According to the complaint, in addition to the processing fees paid by the bank, OppFi gets the right to earn a percentage of the economic interest in program loans. In addition to retaining title to the Program Loans, the Bank retains title to the Program Loans and an beneficial interest in a portion of the principal and interest on the Program Loans.
The complaint alleges that because the bank and not OppFi originates the program loans, and the bank is a state-chartered FDIC-insured bank based in Utah, the bank is entitled to interest under Section 27(a) of the Federal Deposit Insurance Act to be levied on its loans, including loans to California residents, at an interest rate permitted by Utah law, regardless of whether California law requires a lower interest rate limit. The complaint seeks a statement that the interest rate caps in the CFL do not apply to program loans and an injunction barring the DFPI from enforcing the CFL interest rate caps against OppFi because of its participation in the program.
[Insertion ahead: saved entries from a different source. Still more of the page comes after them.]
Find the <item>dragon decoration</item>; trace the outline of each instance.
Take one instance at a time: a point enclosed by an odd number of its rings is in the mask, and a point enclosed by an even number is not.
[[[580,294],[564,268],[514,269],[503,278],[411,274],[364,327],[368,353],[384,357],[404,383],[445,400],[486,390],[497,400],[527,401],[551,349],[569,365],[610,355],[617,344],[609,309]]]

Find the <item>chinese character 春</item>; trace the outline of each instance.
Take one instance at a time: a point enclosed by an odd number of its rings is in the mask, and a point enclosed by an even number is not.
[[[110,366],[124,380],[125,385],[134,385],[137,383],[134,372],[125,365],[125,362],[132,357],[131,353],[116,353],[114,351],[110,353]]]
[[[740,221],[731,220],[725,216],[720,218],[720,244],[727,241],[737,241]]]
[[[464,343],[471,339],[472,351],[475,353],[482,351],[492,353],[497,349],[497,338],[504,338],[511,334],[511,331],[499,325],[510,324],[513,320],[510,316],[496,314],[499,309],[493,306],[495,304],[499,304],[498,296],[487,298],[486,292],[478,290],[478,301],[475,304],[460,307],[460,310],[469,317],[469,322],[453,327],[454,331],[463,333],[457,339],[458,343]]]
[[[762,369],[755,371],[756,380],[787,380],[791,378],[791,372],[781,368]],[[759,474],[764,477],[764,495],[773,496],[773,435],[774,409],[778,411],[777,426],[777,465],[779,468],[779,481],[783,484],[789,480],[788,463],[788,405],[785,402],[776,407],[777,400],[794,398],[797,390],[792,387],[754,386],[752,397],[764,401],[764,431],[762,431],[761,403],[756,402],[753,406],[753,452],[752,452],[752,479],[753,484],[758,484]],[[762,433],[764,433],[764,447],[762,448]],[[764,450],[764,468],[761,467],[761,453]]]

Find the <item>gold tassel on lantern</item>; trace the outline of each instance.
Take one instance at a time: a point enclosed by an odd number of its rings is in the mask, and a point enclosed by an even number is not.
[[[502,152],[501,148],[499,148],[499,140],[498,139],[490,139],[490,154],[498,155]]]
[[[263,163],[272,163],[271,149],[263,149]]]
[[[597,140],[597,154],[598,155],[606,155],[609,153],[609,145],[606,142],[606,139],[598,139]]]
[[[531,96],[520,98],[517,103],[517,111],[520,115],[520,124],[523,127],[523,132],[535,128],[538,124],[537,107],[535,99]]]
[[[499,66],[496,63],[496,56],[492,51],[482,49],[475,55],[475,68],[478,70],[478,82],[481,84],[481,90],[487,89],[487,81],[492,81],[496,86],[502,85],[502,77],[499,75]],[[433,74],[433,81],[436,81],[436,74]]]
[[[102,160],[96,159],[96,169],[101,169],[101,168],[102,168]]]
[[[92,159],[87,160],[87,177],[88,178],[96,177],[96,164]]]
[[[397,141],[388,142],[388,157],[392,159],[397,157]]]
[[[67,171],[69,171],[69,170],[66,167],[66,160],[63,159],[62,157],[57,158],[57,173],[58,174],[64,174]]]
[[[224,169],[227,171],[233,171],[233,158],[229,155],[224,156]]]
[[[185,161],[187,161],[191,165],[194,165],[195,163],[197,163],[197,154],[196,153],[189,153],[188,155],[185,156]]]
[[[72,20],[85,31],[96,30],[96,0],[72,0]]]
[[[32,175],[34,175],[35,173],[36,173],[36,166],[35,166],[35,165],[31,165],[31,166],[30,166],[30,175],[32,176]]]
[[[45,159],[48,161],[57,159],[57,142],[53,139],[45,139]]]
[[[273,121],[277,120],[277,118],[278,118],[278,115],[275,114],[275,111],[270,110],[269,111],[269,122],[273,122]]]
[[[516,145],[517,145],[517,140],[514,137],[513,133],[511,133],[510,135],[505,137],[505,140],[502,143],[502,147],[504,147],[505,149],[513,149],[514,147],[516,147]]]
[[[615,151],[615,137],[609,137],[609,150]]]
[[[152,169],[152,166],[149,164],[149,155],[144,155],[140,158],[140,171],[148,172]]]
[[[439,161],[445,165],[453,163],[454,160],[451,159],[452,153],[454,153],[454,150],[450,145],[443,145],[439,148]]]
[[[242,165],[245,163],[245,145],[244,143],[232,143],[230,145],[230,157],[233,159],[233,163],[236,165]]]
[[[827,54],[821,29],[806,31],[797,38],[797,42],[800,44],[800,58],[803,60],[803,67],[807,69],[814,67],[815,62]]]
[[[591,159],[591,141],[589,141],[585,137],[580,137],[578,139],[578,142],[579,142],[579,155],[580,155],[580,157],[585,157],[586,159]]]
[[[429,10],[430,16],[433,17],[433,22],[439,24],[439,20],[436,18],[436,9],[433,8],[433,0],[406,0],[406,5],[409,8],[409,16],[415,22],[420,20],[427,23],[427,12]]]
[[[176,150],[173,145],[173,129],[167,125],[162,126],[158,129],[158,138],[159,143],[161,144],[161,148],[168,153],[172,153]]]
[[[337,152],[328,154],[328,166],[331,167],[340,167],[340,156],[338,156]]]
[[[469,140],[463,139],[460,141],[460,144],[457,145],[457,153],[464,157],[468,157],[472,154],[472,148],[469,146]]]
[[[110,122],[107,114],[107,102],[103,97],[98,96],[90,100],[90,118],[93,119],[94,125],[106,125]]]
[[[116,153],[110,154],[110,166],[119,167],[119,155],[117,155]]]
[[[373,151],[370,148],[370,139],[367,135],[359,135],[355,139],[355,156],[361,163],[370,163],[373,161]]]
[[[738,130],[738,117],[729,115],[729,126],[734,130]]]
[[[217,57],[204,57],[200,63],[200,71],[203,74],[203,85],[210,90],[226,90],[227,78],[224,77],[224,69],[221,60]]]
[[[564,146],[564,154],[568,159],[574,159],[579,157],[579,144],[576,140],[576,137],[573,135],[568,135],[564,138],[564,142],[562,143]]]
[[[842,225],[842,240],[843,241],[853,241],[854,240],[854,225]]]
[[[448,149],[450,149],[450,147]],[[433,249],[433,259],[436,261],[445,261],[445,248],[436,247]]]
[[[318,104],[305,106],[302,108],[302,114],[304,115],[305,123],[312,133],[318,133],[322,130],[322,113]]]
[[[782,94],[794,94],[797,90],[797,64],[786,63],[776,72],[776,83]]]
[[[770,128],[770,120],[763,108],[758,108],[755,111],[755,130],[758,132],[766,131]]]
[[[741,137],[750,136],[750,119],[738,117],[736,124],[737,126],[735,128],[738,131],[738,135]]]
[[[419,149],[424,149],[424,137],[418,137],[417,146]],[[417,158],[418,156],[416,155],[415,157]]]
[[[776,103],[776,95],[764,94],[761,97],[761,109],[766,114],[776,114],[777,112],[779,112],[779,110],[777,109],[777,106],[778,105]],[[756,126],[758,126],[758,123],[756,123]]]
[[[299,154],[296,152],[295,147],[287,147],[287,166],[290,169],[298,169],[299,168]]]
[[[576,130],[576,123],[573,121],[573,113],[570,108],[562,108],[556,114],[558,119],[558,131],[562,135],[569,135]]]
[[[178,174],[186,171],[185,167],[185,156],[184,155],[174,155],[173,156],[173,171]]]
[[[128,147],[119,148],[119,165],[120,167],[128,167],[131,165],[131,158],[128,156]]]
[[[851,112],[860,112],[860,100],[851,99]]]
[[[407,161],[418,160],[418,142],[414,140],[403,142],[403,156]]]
The complaint relates to the California Attorney General’s failed attempt to invalidate the FDICs Driving me crazy-Fix rule codified in 12 CFR Section 160.110(d). A California federal district judge recently dismissed California AG’s (which other states have joined) challenge to the FDIC rule and, in a separate lawsuit, also a California AG and other state AG’s challenge to the OCCs Driving me crazy-Fix rule codified in 12 CFR Section 7.4001(e). The rules provide that a right under applicable federal law (Section 85 National Bank Act (NBG) or Section 27 Federal Deposit Insurance Act (FDIA)) shall not be affected by the sale, assignment or other transfer of the loan.
While the two decisions represent a very positive development, the 60-day deadline for AGs to appeal the decisions to the Ninth Circuit has not expired. Most importantly, as the DFPI’s assertion that OppFi is the “true lender” of the program loans makes clear, the decisions have not removed the uncertainty that persists for participants in banking model programs due to “true lender” threats. (The OCC’s attempt to provide, through regulation, a clear, unambiguous test of when a bank is the “true lender” in a banking model program was overturned by Congress under the Congressional Review Act.) In addition to threats from “true lenders,” non-bank participants in banking model programs will continue to face government licensing threats. In the face of such ongoing threats, non-bank participants would be well advised to reconsider their vulnerability to “true lender” challenges and their compliance with state licensing laws.
The DFPI isn’t the only one to claim a “genuine lender.” Other state agencies that have launched or threatened “real lender” attacks against bank model programs include agencies in DC, Maryland, New York, North Carolina, Ohio, Pennsylvania, West Virginia and Colorado. While non-bank participants have been the focus of these government attacks, bank participants could also face increased scrutiny from their regulators. Within hours of the release of the two California decisions, the Acting Comptroller of the Currency issued a warning about the abuse of the OCCs Driving me crazy-fix rule, noting that “[t]The OCC advocates strict oversight that expands financial inclusion and ensures banks are not used as vehicles for rent-a-charter arrangements.”